Em meio a um cenário mundial de insegurança alimentar, desastres climáticos e tensões geopolíticas, alcançar a autossuficiência na produção de alimentos se tornou mais do que um ideal — é uma necessidade estratégica. E, surpreendentemente, apenas uma nação conseguiu cumprir integralmente essa missão. O que mais chama atenção? Ela está logo ao lado do Brasil.
Um feito silencioso, mas impressionante

De acordo com uma pesquisa publicada na revista Nature Food, entre 186 países avaliados, apenas a Guiana, uma pequena nação sul-americana com cerca de 830 mil habitantes, foi capaz de produzir internamente todos os sete grupos alimentares considerados essenciais.
Frutas, legumes, carnes, laticínios, pescados, oleaginosas e alimentos ricos em amido fazem parte dessa lista. A conquista é ainda mais notável quando se observa que países de grande porte, como China e Vietnã, ficaram próximos, mas ainda dependem de importações em ao menos uma categoria. O Brasil, por sua vez, cobre cinco dos sete grupos, mas apresenta carências especialmente em vegetais e peixes.
Já no extremo oposto, locais como Afeganistão, Iêmen e Catar não produzem o suficiente em nenhum dos grupos analisados, sendo completamente dependentes de importações externas.
O poder discreto da natureza
Segundo os cientistas da Universidade de Goettingen, que lideraram o estudo, os fatores decisivos para esse desempenho não estão na riqueza ou no desenvolvimento tecnológico, mas na geografia e nos recursos naturais.
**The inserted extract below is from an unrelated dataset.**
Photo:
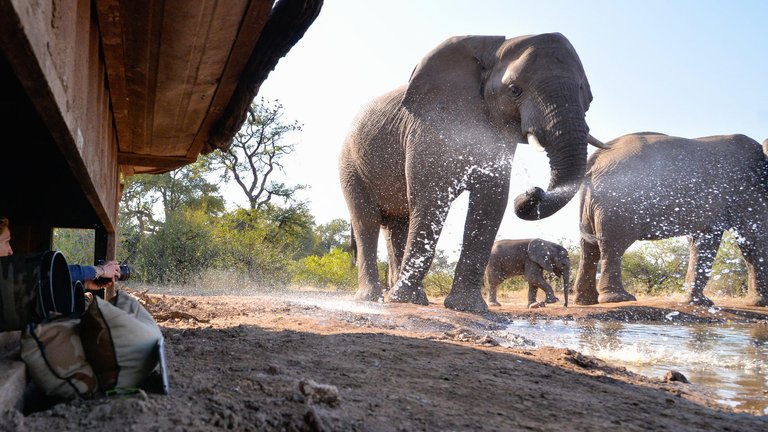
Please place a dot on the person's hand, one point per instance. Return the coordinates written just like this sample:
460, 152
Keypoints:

Clima estável, solo fértil e disponibilidade de água foram os elementos-chave que favoreceram o sucesso da Guiana.
Essas condições permitem ao país não apenas suprir sua população com alimentos variados, mas também manter um sistema produtivo resiliente, mesmo diante de desafios econômicos. Isso reforça a ideia de que políticas agrícolas eficientes, somadas a recursos naturais favoráveis, podem superar as limitações estruturais.
Um alerta silencioso para o futuro
O estudo levanta uma questão preocupante: mais de 85% dos países do mundo ainda dependem de importações para garantir acesso a uma dieta completa. E muitos deles concentram essas compras em poucos fornecedores — o que os torna vulneráveis a choques de mercado, conflitos e desastres naturais.
A recomendação dos pesquisadores é clara: buscar a autossuficiência sempre que possível. Quando isso não for viável, a alternativa deve ser a diversificação dos parceiros comerciais para minimizar riscos em tempos de crise. Nesse contexto, o exemplo da Guiana ganha ainda mais relevância e serve de lição para o mundo inteiro.